I think these articles are biased towards identifying the best case latency figures - which is kind of the opposite of the "worst case" that I was originally thinking about. So, I'm not convinced it's that much use.
That assumes AMDs hit rate stats are relevant for Nvidia’s memory pipeline. There are
other factors that influence hit rates aside from size. Pinning, compression, pre-fetching, eviction policies etc. Nvidia also has caches local to the RT cores that help reduce the load on L2.
It makes more sense to compare AD102’s 96MB to the 6MB of GA102.
There's no doubt that more cache will be better. I'm merely questioning whether it's enough.
The fact that estimates put the die size as being around 611mm² implies to me that NVidia's performance models show no need for more cache. Honestly, I'm still surprised. Cache is effectively free die space, as it offers fine-grained redundancy, and so should not affect yields.
Nvidia's semi tiled rasterisation approach should also do wonders for the L2$ hit rate
That's double-counting though, as it's something that Ampere already does.
The second article I linked regarding latency starts off with an analysis of Unigine Superposition "8K Optimized". The analysis concludes that latency is the problem that Ampere has:
"Loosely translated, Nvidia is saying that if the shaders are using less than 80% of their issue bandwidth while they have work to do, and the top stall reason is because warps were waiting on cache/memory, then you’re limited by cache/memory latency."
Is that purely texturing related?
A single SIMD for FP32/Int32 certainly solves the primary utilisation problems that Ampere's dual-SIMD layout introduces. It would also save a fair amount of die space.
The extra register files and scheduling/scoreboarding obviously eats in to the space saving, but it should still come out far ahead in terms of utilisation.
I like this speculation, which is supposedly founded upon stuff that can't be revealed.
The picture doesn’t really make sense. The ratio of control to compute seems unbalanced and each sub core having just a single 16-wide SIMD doesn’t increase peak SM throughput.
Within the SM there's twice as many of these partitions.

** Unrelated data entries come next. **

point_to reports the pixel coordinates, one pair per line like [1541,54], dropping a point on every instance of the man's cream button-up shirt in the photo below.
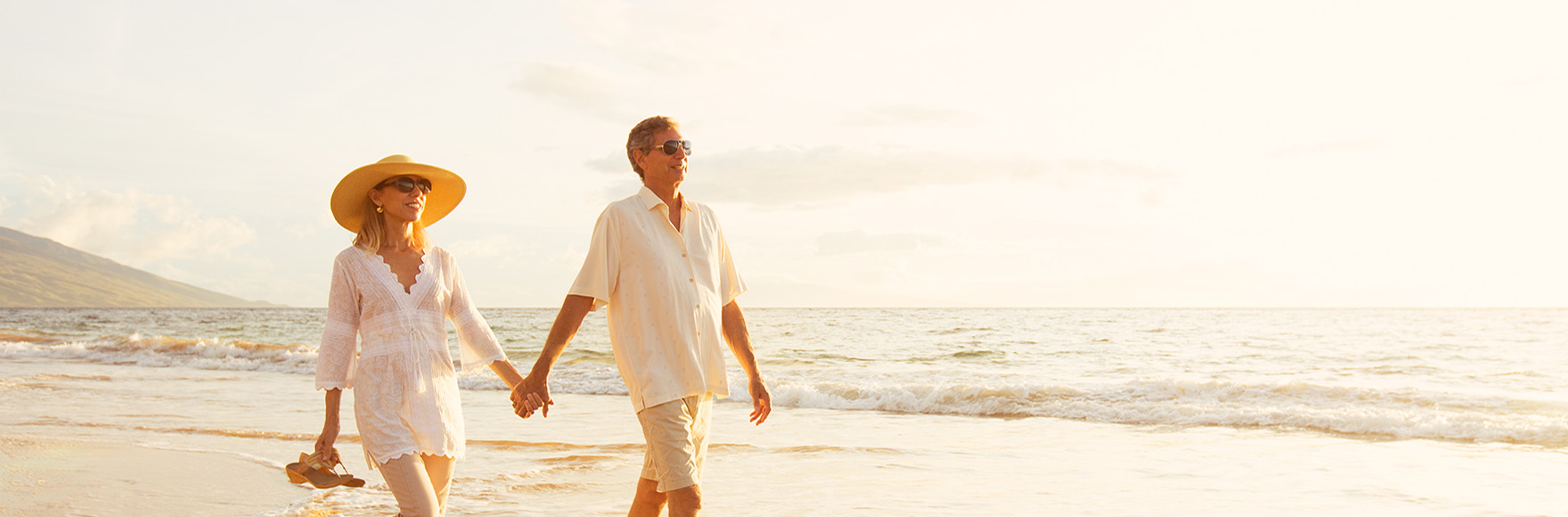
[666,349]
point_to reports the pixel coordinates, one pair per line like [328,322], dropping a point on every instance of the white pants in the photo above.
[419,483]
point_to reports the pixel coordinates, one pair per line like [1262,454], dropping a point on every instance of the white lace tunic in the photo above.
[404,389]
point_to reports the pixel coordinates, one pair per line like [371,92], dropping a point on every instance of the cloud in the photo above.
[573,86]
[784,176]
[911,115]
[858,242]
[1330,148]
[129,226]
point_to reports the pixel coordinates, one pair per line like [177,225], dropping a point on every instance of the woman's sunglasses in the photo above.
[406,184]
[670,146]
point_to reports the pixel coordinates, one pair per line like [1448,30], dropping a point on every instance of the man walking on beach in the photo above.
[664,268]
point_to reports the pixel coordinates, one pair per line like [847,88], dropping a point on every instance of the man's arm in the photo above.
[534,392]
[740,343]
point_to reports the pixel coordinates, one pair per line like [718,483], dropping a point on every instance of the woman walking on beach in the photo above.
[397,291]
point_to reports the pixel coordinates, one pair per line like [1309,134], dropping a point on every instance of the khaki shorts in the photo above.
[676,432]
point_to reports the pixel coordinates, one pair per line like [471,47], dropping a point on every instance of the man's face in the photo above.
[660,168]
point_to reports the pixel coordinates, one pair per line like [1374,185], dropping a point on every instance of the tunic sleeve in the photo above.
[477,342]
[334,359]
[600,273]
[730,284]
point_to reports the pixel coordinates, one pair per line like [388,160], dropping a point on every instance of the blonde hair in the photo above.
[641,136]
[373,231]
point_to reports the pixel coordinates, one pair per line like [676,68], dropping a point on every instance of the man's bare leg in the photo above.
[649,502]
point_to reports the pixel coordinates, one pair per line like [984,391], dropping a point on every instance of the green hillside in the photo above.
[41,273]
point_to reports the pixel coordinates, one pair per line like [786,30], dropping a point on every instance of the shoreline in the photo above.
[78,477]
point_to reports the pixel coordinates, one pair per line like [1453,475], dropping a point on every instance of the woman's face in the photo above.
[400,206]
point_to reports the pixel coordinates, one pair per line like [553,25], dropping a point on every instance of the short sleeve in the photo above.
[334,359]
[477,343]
[730,283]
[600,268]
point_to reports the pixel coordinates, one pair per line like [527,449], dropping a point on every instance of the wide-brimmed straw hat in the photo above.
[348,198]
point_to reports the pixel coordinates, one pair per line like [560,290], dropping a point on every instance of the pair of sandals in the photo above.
[320,473]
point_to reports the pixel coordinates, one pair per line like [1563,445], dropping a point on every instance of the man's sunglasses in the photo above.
[406,184]
[670,146]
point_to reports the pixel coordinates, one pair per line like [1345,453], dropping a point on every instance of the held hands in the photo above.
[532,394]
[761,401]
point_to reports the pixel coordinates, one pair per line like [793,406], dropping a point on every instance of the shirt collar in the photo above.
[649,200]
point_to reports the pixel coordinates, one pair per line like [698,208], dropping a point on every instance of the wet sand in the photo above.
[59,477]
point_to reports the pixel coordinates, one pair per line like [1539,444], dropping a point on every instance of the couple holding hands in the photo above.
[657,262]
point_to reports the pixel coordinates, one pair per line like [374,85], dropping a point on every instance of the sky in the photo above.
[858,154]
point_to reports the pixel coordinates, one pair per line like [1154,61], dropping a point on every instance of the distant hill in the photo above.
[41,273]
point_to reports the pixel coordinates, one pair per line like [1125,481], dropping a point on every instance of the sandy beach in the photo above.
[943,417]
[90,478]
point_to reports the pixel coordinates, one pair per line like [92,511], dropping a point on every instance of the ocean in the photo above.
[894,411]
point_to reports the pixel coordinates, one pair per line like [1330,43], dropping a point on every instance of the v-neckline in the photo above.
[397,283]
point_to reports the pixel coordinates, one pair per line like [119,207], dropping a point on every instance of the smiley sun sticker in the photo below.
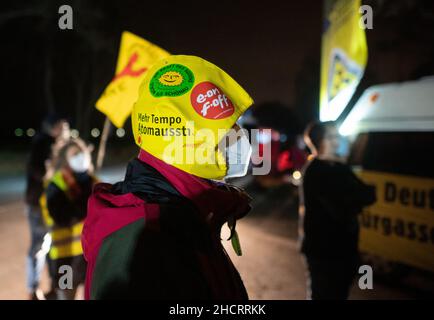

It's worth remembering that the register file in Ampere doesn't have the bandwidth to support, for example, FMA on both FP32 pipes simultaneously. So even if the instruction mix in the kernel would allow for two independent FMAs to be issued "simultaneously" the register file will say no. The partition then depends upon result forwarding, kept in the operand collector or somewhere else, to avoid the register file bandwidth crunch.